By the road to the contagious hospital
under the surge of the blue
mottled clouds driven from the
northeast-a cold wind. Beyond, the
waste of broad, muddy fields
brown with dried weeds, standing and fallen

patches of standing water
the scattering of tall trees

All along the road the reddish
purplish, forked, upstanding, twiggy
stuff of bushes and small trees
with dead, brown leaves under them
leafless vines-

Lifeless in appearance, sluggish
dazed spring approaches-

They enter the new world naked,
cold, uncertain of all
save that they enter. All about them
the cold, familiar wind-

Now the grass, tomorrow
the stiff curl of wildcarrot leaf
One by one objects are defined-
It quickens: clarity, outline of leaf

But now the stark dignity of
entrance-Still, the profound change
has come upon them: rooted, they
grip down and begin to awaken




From
Spring and All (New Directions). Copyright © 1962 by William Carlos Williams. 
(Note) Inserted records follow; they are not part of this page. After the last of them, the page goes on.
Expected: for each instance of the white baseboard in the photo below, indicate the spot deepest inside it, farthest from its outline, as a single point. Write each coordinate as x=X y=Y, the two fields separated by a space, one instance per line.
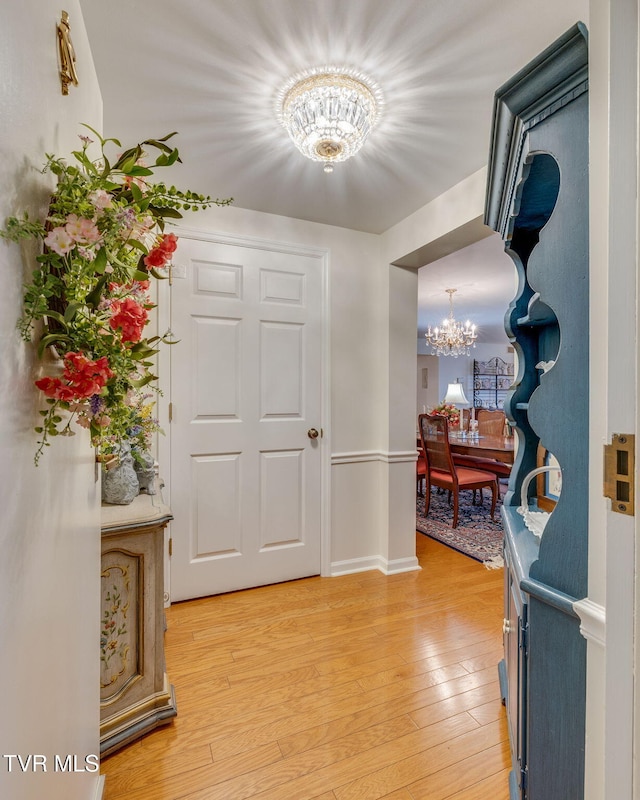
x=351 y=566
x=99 y=788
x=593 y=621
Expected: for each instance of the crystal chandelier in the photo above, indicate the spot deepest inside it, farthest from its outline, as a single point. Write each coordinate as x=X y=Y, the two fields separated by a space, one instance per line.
x=454 y=338
x=329 y=112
In response to the Coronavirus pandemic, we asked poets to write about the poems they return to in difficult times—to find solace, perspective, or even a moment of delight. Subscribe to the PSA newsletter for more Reading In The Dark responses and to keep updated with the PSA.
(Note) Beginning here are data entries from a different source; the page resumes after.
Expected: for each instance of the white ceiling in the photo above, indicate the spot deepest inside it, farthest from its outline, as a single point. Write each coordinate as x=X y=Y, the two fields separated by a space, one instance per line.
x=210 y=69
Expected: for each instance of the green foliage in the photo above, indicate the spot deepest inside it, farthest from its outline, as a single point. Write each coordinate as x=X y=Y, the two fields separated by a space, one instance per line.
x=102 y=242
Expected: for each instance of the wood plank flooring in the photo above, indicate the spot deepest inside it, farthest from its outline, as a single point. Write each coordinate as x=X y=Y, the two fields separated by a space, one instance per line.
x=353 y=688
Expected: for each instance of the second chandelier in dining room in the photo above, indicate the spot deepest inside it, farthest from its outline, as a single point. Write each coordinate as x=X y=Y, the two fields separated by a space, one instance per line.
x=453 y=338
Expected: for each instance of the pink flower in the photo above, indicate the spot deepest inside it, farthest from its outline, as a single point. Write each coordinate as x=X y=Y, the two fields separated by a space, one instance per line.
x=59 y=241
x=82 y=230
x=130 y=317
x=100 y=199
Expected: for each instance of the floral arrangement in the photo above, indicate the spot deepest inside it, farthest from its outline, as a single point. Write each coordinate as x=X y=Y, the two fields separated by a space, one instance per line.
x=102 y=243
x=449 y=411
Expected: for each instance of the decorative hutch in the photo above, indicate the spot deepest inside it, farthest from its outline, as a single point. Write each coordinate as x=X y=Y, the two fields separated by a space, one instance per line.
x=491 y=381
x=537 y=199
I think there is strength, patience, and joy to be found in Spring and All by William Carlos Williams. The poems in the book are numbered, not titled, and I want to look at poem #1, which begins “By the road to the contagious hospital.” As many of you know, Williams was a doctor, working in the era before antibiotics. When he says, “the contagious hospital,” he is likely referring to a separate building or wing for people with contagious diseases. Then, as now, doctors had to expose themselves to infection. He probably saw too many patients who could not be helped. Sometimes he needed to turn his gaze elsewhere. Like many poets, it seems William Carlos Williams stopped to make notes on what he saw along his path. It’s quite possible he was writing around this time of year. The poem is about very early spring; it begins with a cold wind and a “surge of the blue / mottled clouds from the / northeast…” One thing I have always admired about this writing is the unexpected word choice. Where else do you see clouds described as “blue” or “mottled?” Where else do you hear that they are “surging?” And yet those are perfectly apt terms.

The poem moves next to discuss the plants by the roadside. Williams seems to struggle to see them clearly at first; he searches to find the right words. We can feel this effort in the rush of adjectives. We see “the reddish / purplish, forked, upstanding, twiggy / stuff of bushes and small trees.” Things are still undefined, in flux. They are “stuff.” As the poem progresses, Williams moves from observation to imagination or even empathy. Each year, plants enter a “new world, naked / cold, uncertain of all / save that they enter”—like the babies he delivered perhaps—or like people in an unprecedented situation. But gradually things get clearer. “One by one objects are defined / It quickens…”. How interesting that Williams uses the word “it” there, instead of “they.” He capitalizes this “It” for emphasis, though he doesn’t generally capitalize words at the beginnings of lines. To “quicken” means to accelerate but it also means to come to life. I think this quickening “it” includes the plants he’s observing, but moves beyond them too. Each reader must decide for herself what he’s referring to. The book title isn’t Spring, it’s Spring and All. I’d say the poem invokes fresh perception as well as seasonal growth. Awareness sharpens; energy returns. He is talking about plants and humans when he writes, “…rooted they / grip down and begin to awaken."

—Rae Armantrout


Rae Armantrout's collection, Versed (2009), received the Pulitzer Prize, the National Book Critics Circle Award, and was a finalist for the National Book Award. Her latest book, Wobble, published in 2018, was also a finalist for the National Book Award.